Even a small schema change can be risky if the engine cannot explain:

  • how old state becomes new state;
  • whether old commands still replay;
  • whether old events remain compatible;
  • which projection version downstream services should read;
  • how rollback works if the upgrade fails.

The bigger the system, the less realistic it is to rely on manual repair after an upgrade.

The engine needs an upgrade model that respects deterministic history.

Determinism is the way out

The direction is a deterministic state machine.

The engine receives ordered commands. It executes deterministic business logic. It produces a committed result that includes state changes and events. It writes that result into durable history. State, event publication, replay, audit, recovery, and verification are all tied back to the same ordered transaction path.

command
  -> deterministic execution
  -> TxResult
  -> durable history
  -> state delta
  -> events
  -> projections

That model does not remove operational complexity. It gives the complexity a place to live.
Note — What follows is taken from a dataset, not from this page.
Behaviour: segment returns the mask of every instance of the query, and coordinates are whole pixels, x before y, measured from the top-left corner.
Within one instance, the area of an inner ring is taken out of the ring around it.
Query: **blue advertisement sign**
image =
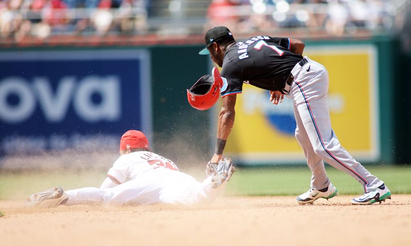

Instead of asking every projection, repair script, consumer, and database table to independently define truth, the system can point to one committed history.

The real goal is replicated determinism

A deterministic state machine is already useful in one process.

The larger goal is a replicated deterministic state machine.

That is the hard version. It means multiple nodes can follow the same ordered history, rebuild the same state, verify the same results, and support failover without inventing a new truth during recovery.

For exchange-grade systems, this is close to the holy grail:

  • no lost commands;
  • no duplicate business transitions;
  • replayable state;
  • consistent snapshots;
  • deterministic failover;
  • event publication from committed truth;
  • downstream projections built from one ordered source.

This is why StateVec is not only trying to make business logic faster.

The real target is stable, explainable, recoverable consistency for systems where state correctness is the product.